I just want to point out that one does not have to be a conservative to embrace the second amendment. I know quite a few non-conservatives who share my opinion that the right bear arms is an essential bulwark to freedom.

Carry on…


----------



## Maverick44spec (Aug 7, 2011)

JimDaddyo, I agree that there should be strict gun control concerning semi automatic firearms. There already are laws that make it very expensive and very difficult to get one. But they want to get rid of semi automatic firearms too. Everone knowns about the very popular AR-15 platform dot't they? That will be confiscated. Even guns that were never intended to be for the military (like semi auto hunting rifles (small capacity)) will be taken.

Al, you are not alone. It is a right that I am willing to defend, and it is a right that millions of other people will defend. That treaty could possible cause a war within America against a tyrannical government.

This is something that the government either has no idea what it will do to us and them, or they just don't care.


----------



## Bertha (Jan 10, 2011)

^typo above that may confuse non gun enthusiasts. I fully-automatic weapon does not require individual depressions of the trigger to fire multiple rounds, an example would be the military Ar-15. A semi-automatic refers to a weapon that requires an intentional trigger depression to issue a round; it is simply just designed so that no reloading is required between trigger depressions; an example would be the AR-15. A typical automatic handgun is actually semi-automatic. This term is often used to distinguish it from a revolver which is actually and ironically semi-automatic in a way.

Whether or not a citizen needs a full automatic weapon is up for challenge. Even a gun nut like me can understand the desire to prohibit fully automatic weapons, as they have little hunting cross-function applicability. I have the requisite certifications to own one, but i'm hard pressed to provide a reason "why" I own them other than "because I can".


----------



## DMIHOMECENTER (Mar 5, 2011)

How else could you practice your lower left to upper right sweeps on your Thompson, Al ? ;=)


----------



## Bertha (Jan 10, 2011)

LOL, David, I own a Thompson for the same reason I old antique Stanelys.
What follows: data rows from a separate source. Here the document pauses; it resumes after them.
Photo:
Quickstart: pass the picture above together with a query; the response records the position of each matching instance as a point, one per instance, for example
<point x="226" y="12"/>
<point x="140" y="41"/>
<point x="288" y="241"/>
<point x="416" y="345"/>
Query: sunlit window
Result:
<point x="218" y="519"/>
Because I feel the nostalgia. Plus, I can't afford to shoot my Thompson. Have you priced .45 ball at that cycle rate? Sex costs less.


----------



## HorizontalMike (Jun 3, 2010)

*bunkie SAID: I just want to point out that one does not have to be a conservative to embrace the second amendment. *

THANK YOU

-A VERY Liberal gun owner.


----------



## Bertha (Jan 10, 2011)

^thank you x2. I want liberals to own twice as many guns as republicans. They're 4x less likely to use them in haste. Did a republican just say that? Oh yes he did!


----------



## Gene01 (Jan 5, 2009)

In haste, Al?
You know from training that the average gun fight lasts less than seven seconds and within a seven foot circle.
Self preservation, more often than not, leaves precious little time for judicious consideration.


----------



## DrDirt (Feb 26, 2008)

1935 will go down in history! For the first time, a civilized nation has full gun registration! Our streets will be safer, our police more efficient and the world will follow our lead into the future!

- Adolph Hitler, 1935.

----------------------------------------

If the government does not trust me to own firearms, why or how can the people be expected to trust the government? There is no doubt in my mind that millions of lives could have been saved if the people were not "brainwashed" about gun ownership and had been well armed.
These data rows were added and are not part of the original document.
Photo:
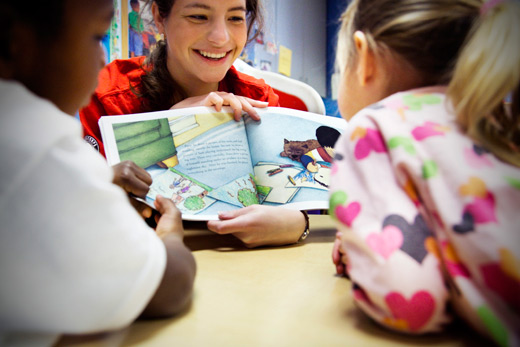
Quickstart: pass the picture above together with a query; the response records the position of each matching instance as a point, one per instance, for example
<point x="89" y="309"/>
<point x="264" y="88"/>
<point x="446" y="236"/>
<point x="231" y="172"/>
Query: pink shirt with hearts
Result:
<point x="428" y="218"/>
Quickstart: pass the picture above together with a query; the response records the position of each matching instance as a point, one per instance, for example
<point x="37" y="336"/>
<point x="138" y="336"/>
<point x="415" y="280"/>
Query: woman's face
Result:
<point x="204" y="37"/>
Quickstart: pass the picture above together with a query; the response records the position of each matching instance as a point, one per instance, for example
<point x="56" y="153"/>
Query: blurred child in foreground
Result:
<point x="426" y="187"/>
<point x="75" y="257"/>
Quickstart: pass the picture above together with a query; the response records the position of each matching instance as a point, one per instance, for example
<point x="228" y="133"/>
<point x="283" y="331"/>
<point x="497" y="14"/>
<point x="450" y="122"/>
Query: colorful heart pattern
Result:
<point x="370" y="140"/>
<point x="386" y="242"/>
<point x="414" y="235"/>
<point x="339" y="209"/>
<point x="427" y="130"/>
<point x="476" y="159"/>
<point x="416" y="312"/>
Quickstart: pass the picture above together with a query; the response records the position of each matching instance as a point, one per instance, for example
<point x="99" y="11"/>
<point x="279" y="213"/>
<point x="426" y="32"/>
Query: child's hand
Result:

- Theodore Haas, former prisoner of Dachau concentration camp 
----------------------------------------

Among the many misdeeds of the British rule in India, history will look upon 
the act of depriving a whole nation of arms, as the blackest. 
- Mahatma Ghandi "Gandhi, An Autobiography", M. K. Gandhi, page 446


----------



## Bertha (Jan 10, 2011)

Good point, Gene. At my home/compound, I've gained a significant appropriate perimeter, lol. For standard haste, 7 feet always seems a bit broad. I still carry a sigp220 which I'm told is a poor choice for my small frame and 7 foot perimeter you quote. I don't worry. I also have the ability to shoot thunderbolts from my eyes


----------



## NBeener (Sep 16, 2009)

That last part has to come in handy, Al.

Makes me wonder, though, why you need 220V in your shop ;-)


----------



## mtenterprises (Jan 10, 2011)

Let me open by saying that this Non-shop Talk Forum is causing problems here on this site and that there was at a time a saying that went something like "there are 2 things you don't discuss, politics and religion". This forum is dividing this site and loosing many good people.

*BUT*

I too stand strongly for our 2ond Amendment Rights. I am a NRA Member and I agree that the UN should keep their nose out of our countries business and Our Constitution. I agree with most here about our Rights as gun owners and can also see the views of others. But this is the bottom line where I stand; Gun owners of the United States of America are the very last line of defense for this country and the Rights and Freedom given to us. And as a gun owner I will defend these rights to my last bullet and last drop of blood and any gun owner that won't, should be shot with his own gun. I agree wholeheartedly against this "small arms treaty". You say that we the people do not have a say in this, you are wrong. Write, phone or email your senators in Congress and representatives in the House let them know where you stand. We The People run this country not the politicians they work for us, not are suppose to work for us, not sometimes. They were elected by us to do as We The People want them to by majority not their majority but our majority. So as American Citizens it is also YOUR RIGHT TO VOTE and your VOTE counts. VOTE this November AND next November. Enough said.
The views and comments expressed here may not necessarily be the personal views of all persons but are solely the personal views and comments of the writer and not that of all LumberJocks or the LumberJocks internet site or it's owners.
And now back to our sponsor LumberJocks and Woodworking.

MIKE Trosky
Owner of
MT Enterprises
Gun owner and NRA member, American citizen and VOTER


----------



## CharlieM1958 (Nov 7, 2006)

*I lived in New Orleans for almost 12 years. I've been mugged countless times, had my face reconstructed. I've been beaten unmerciifully and robbed on countless locations. Had more orthopedic surgery than a pro football player. Shot twice.*

Al, I've lived in New Orleans for 52 years and never had any of that happen to me. I think there must be something about you that just ticks people off. 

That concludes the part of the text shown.